SOSOK BERCITA RASA TA’LIM AL-MUTA’LLIM
Siapa yang bisa membantah kalau Yai Ka’ memiliki kepribadian baik sebagai santri maupun kiai yang memantulkan begitu komplit sosok yang bercita rasa ajaran, nilai dan panduan yang tertuang dalam karya al-Zarnuji, Ta’lim al-Muta’allim. Alim dan rendah hati, terus belajar tak mengenal tapal batas waktu dan relasi dengan kalangan santri demikian dekat. Lebih mengesankan dan ini yang menantik kejaguman kami, penghormatan kepada yang beliau anggap guru.
Bahkan, tak cuma kepada guru beliau secara langsung, tak terkecuali penghormatan itu diberikan ke keturunannya. Foto di bawah ini mengukuhkan kesimpulan tadi, Yai Ka’ menundukkan dirinya sembari mencium tangan KH. Salahuddin Wahid. Sewaktu saya masih pesantren–kebentulan saya sekelas dengan Gus Riza, Dr. Lukman Hakim dan Dr. Abdul Munir Ilham–tak jarang berpapasan dengan Yai Ka’ saat saya “bersama geng”, termasuk Gus Riza. Hati ini dibuat teraduk aduk rasanya, menyaksikan Yai Ka’ sebegitu hormatnya kepada Gus Riza.

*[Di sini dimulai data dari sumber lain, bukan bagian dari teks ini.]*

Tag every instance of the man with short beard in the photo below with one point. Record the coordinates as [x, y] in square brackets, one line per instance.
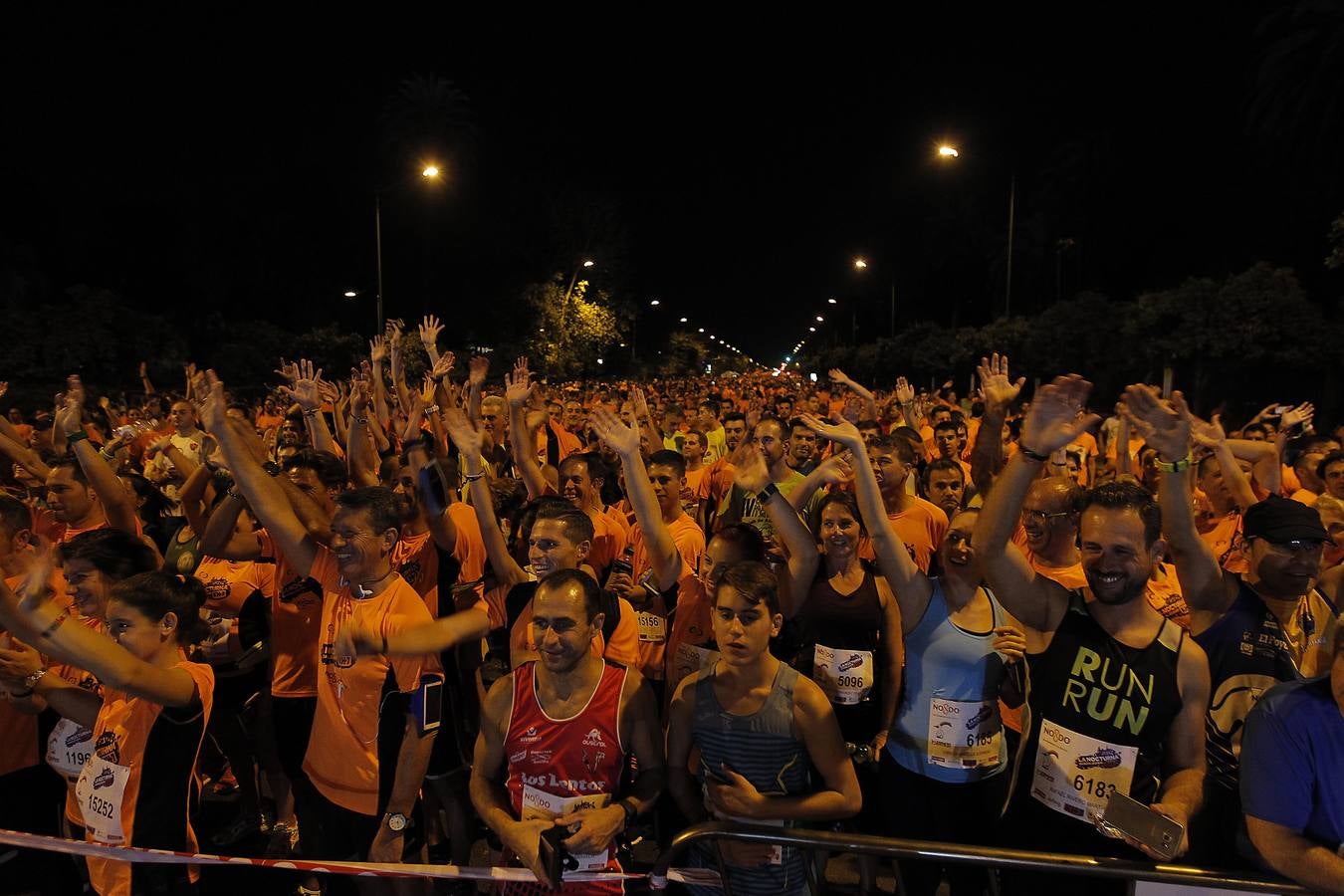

Padahal, saya dan teman teman tak jarang “gojloki” cucu hadlratusy syaikh dan putra KH. Yusuf Hasyim itu. Meski, harap maklum, saya dan teman teman sangat akrab dengan Gus Riza. Entah, saya bersalah dan terenyuh menyaksikan bagaimana Yai Ka’ mendemontrasikan ujaran al-Zarnuji dalam Ta’lim al-Muta’allim demikian sempurna. Memang Yai Ka’ tak menegur “kealpaan” saya dan teman teman, namun cukuplah teladan beliau menegur dan melempangkan syu’ al-adab santri santrinya.